Landau’s death was announced by the Institute for Policy Studies, where he was a fellow for four decades. He made more than 40 films over his lifetime.

Landau specialized in reporting on Cuba and made numerous documentaries about the country and leader Fidel Castro for public TV. Castro himself invited Landau to make the 1969 film Fidel, which later aired on PBS.

In 1979 he co-directed and co-produced PBS’s Emmy- and Polk Award-winning Paul Jacobs and the Nuclear Gang with Jack Willis. The film chronicled journalist Paul Jacobs’ investigation of a government cover-up of health problems in Utah that stemmed from atomic-bomb testing in the 1950s. Landau also co-directed a narrative feature, 1970’s Que Hacer!, with celebrated Portuguese filmmaker Raul Ruiz. He was a prolific writer and taught at several universities.

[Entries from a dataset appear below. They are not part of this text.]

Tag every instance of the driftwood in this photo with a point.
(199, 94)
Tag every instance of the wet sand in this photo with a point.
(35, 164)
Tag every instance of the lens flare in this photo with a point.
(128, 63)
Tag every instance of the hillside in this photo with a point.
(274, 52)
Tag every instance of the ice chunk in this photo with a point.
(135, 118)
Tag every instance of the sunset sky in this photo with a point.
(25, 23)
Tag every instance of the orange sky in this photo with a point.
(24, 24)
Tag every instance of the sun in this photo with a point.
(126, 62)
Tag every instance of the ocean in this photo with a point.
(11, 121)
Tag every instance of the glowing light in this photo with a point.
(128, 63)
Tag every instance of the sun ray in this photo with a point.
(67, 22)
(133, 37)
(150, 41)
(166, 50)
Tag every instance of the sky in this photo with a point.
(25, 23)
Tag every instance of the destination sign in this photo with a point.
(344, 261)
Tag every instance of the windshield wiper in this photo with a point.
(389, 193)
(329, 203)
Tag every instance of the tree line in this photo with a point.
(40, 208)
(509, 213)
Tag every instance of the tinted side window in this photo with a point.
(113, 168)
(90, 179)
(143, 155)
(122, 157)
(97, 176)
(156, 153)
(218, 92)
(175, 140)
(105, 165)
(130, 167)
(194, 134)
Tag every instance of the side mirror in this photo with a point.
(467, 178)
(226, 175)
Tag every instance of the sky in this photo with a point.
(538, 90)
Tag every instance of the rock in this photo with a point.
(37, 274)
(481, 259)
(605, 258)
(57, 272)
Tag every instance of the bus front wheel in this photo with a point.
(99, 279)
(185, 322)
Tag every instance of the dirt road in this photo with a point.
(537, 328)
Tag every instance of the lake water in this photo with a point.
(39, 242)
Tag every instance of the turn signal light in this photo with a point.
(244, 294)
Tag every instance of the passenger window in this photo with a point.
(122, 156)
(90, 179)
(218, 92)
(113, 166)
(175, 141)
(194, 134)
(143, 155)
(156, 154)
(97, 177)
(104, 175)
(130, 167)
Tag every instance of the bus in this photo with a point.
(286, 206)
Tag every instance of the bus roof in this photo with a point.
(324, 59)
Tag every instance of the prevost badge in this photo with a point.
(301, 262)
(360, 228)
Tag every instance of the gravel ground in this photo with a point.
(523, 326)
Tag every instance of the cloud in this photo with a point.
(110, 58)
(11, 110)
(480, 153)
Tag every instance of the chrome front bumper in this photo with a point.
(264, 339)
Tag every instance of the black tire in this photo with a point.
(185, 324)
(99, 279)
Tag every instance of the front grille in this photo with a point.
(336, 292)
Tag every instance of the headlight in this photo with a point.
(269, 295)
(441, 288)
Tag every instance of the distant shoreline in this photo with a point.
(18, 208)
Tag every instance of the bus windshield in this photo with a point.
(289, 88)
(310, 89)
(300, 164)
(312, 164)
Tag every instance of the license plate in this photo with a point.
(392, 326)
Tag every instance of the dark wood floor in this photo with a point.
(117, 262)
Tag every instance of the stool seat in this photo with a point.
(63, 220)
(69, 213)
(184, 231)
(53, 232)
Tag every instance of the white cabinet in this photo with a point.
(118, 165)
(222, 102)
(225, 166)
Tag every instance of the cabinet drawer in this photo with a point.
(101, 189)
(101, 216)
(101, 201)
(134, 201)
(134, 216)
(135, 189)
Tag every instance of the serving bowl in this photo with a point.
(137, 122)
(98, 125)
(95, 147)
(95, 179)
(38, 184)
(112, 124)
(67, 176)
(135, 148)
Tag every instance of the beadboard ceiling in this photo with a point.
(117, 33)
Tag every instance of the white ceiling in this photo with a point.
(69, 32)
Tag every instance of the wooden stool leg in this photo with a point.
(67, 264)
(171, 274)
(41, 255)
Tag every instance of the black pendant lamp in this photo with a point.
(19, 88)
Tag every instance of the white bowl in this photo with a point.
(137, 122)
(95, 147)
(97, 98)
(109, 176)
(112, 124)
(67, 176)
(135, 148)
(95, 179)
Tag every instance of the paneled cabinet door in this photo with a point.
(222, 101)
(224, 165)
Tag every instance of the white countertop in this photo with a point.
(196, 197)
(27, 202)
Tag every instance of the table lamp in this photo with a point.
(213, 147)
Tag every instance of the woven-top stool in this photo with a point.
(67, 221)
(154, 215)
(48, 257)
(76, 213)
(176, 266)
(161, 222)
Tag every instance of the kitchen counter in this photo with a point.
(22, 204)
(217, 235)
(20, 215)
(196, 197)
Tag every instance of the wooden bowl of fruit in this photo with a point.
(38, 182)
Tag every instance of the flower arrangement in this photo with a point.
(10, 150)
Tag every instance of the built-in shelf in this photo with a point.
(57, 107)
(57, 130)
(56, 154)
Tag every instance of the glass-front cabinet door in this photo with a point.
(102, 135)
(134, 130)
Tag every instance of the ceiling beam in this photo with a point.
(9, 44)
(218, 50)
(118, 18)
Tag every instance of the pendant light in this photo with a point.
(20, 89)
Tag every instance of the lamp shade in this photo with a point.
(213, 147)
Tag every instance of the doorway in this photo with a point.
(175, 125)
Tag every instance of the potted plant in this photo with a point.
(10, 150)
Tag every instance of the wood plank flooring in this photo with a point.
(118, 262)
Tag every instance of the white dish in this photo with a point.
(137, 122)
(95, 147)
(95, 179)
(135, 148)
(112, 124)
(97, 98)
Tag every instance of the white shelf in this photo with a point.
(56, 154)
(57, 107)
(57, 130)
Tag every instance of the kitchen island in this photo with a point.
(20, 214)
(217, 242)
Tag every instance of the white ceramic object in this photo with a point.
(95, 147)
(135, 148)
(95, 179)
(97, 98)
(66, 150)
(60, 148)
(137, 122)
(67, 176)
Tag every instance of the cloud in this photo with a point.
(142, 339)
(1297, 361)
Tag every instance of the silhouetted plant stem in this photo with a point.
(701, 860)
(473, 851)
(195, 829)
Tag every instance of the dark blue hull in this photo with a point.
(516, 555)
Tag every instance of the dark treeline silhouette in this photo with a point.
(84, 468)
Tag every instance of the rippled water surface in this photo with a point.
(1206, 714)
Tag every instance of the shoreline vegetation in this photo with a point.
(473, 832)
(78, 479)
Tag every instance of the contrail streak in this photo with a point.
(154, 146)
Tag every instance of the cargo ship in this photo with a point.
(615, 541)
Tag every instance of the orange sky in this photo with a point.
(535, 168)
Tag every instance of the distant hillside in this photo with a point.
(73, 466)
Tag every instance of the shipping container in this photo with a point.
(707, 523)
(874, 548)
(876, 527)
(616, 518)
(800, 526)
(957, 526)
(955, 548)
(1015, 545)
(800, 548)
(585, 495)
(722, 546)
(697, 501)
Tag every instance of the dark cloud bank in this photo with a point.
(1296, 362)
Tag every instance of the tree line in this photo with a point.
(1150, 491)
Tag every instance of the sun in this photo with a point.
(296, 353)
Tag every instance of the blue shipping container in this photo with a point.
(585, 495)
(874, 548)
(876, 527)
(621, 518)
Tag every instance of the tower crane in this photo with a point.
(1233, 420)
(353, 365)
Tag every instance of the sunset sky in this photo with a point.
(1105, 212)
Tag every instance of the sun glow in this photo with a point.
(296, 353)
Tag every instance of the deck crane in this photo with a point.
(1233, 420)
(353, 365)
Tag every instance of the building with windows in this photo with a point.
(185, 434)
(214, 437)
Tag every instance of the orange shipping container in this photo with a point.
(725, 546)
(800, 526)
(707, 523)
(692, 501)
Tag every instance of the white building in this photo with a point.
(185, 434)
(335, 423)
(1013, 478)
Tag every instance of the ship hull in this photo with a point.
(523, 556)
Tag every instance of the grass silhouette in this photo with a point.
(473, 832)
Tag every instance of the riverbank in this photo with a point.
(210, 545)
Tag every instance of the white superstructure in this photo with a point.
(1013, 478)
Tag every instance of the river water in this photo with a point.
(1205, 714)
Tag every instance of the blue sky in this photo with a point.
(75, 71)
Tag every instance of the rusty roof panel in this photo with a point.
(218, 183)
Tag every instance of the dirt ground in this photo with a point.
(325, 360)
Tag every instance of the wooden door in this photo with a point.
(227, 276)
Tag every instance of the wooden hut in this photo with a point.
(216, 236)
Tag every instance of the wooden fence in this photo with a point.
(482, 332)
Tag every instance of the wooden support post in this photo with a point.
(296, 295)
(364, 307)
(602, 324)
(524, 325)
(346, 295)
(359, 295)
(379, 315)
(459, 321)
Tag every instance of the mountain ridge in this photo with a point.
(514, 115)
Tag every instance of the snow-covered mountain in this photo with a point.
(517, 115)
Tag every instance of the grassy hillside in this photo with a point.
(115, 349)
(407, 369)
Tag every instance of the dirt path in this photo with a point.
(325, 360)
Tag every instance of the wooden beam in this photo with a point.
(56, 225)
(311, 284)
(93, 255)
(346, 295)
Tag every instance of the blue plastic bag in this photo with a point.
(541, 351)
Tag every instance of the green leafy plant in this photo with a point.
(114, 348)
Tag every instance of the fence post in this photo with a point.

Landau is survived by his wife, Rebecca Switzer; five children; seven grandchildren; and four great-grandchildren. IPS will host a memorial service Oct. 12 in Washington, D.C., and another in San Francisco on a later date to be determined.

Correction: Landau co-directed and co-produced Paul Jacobs and the Nuclear Gang with Jack Willis, not Haskell Wexler, as reported in an earlier version of this story. Wexler was one of the film’s cinematographers.